El decano de la Facultad de Ciencias Sociales e Historia de la Universidad Diego Portales realiza «un diagnóstico de cómo somos y estamos los chilenos», según revista Capital. Su reflexión fue publicada en el número 316 (30 de diciembre del 2011 al 26 de enero del 2012).
¿Cómo somos los chilenos? Esta es una pregunta que suelen infligirnos a los historiadores y que no tiene respuesta definitiva. Ninguna identidad general puede englobar al tumulto de los ciudadanos de este país o de cualquier otro. Somos demasiado heterogéneos. Nuestras biografías y nuestros valores remiten al ámbito nacional tanto como a la clase social, al género, a la educación recibida o a la generación a la cual pertenecemos, enredando sin remedio la madeja. Un joven santiaguino de clase alta, viajado, y una anciana pobre de provincia ejemplifican modos muy diversos de ser chileno; poco o nada comparten entre sí. Añádase que, en una sociedad tan segregada como ésta, el espacio para lo común se reduce y la densidad cultural de nuestros lazos nacionales se debilita.

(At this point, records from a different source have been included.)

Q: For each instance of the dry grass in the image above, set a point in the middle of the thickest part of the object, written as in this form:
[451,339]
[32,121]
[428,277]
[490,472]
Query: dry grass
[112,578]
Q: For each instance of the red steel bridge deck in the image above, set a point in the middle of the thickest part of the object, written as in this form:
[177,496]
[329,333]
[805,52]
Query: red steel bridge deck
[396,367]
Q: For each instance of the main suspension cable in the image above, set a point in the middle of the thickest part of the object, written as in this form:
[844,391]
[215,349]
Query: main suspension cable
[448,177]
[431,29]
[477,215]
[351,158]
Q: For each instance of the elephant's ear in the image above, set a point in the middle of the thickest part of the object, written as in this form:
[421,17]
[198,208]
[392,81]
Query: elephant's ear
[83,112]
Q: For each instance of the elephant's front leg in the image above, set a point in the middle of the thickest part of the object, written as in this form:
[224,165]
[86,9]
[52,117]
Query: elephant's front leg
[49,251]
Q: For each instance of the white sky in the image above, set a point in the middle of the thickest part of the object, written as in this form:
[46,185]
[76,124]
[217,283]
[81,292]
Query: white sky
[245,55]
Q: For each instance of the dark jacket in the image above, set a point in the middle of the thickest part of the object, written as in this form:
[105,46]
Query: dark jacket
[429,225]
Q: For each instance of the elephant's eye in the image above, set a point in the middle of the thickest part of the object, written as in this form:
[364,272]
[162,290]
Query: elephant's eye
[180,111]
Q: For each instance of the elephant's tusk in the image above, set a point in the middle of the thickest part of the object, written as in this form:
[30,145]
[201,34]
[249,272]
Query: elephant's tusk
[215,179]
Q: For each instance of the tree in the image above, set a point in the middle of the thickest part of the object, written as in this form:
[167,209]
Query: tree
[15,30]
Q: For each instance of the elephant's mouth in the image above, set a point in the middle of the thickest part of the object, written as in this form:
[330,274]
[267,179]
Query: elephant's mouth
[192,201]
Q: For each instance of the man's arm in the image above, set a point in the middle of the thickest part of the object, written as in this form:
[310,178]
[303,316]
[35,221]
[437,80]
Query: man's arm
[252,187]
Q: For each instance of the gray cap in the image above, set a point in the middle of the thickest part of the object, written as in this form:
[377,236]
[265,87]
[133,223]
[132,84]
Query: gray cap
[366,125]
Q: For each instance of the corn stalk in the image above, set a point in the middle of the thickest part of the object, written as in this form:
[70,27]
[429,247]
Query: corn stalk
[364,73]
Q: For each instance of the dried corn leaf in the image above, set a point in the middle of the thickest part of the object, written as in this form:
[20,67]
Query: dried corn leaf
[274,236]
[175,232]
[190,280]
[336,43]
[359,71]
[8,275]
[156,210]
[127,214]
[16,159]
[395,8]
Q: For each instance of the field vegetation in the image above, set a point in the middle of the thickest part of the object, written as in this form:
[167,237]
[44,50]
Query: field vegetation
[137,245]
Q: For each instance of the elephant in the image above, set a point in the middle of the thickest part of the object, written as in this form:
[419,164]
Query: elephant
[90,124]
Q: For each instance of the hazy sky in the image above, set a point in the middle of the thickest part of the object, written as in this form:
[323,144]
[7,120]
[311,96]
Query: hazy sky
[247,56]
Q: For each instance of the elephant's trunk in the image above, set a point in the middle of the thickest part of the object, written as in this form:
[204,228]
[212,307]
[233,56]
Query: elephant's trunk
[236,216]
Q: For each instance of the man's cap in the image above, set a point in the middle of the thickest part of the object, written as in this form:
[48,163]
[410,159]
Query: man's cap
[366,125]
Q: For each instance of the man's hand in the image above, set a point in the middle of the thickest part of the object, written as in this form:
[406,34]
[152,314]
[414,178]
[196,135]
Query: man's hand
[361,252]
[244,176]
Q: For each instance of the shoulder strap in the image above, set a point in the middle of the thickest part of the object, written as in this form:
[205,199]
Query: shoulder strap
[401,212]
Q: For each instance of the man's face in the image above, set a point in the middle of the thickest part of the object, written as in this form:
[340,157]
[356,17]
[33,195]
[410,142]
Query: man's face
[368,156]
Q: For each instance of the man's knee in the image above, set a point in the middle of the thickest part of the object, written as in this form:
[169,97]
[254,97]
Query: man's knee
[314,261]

Ahora, en nuestra historia, obviamente se han elaborado diversos discursos con el fin de caracterizarnos. Las guerras del siglo XIX fueron claves a la hora de fraguar, al calor del nacionalismo, representaciones sobre los chilenos. La literatura, la historia y el periodismo han actuado, en tiempos de guerra y de paz, como laboratorios para la confección de imágenes sobre nosotros mismos. Hoy las encuestas cumplen esa función a escala masiva, aunque con poca sintonía fina. Sí existen, entonces, los discursos sobre la identidad de los chilenos, y para todos los gustos y nichos ideológicos. Los han tenido, cortados a medida, el católico hispanista, el nacionalista desatado, el promotor del mestizaje y el gurú capitalista engrupido con la mística del emprendimiento.
A mí, al menos, siempre me ha atraído la idea que Joaquín Edwards Bello se hacía de nosotros. Él redactó sus crónicas a lo largo de décadas. Pese a consignar con detalle los cambios de los cuales fue testigo, nunca varió su diagnóstico sobre la sociedad chilena. De su lectura Chile emerge como un lugar fuera del tiempo, donde todo se transforma en la superficie pero algo, de solidez geológica, permanece inalterado en el fondo: el pelambre compulsivo, la “maledicencia mortífera”.
Edwards Bello percibió nuestra vida social como un festín caníbal: el acto sádico de descuerar al vecino, al diferente, como un rito colectivo. Si asoma la cabeza, a tumbarlo se ha dicho: ponerle un sobrenombre denigrante, magnificar un error nimio, obviar los méritos descomunales, verter rumores tóxicos en el flujo de las conversaciones. Practicamos la selección a la inversa, eso decía: los talentosos nos gustan cuando muertos, antes les hacemos la vida imposible. Todo lo contrario a los argentinos, que han hecho del autobombo una forma de folclor nacional. No pretendo convencer a nadie del valor empírico de esto. Depende de la experiencia de cada cual. Tómelo o déjelo.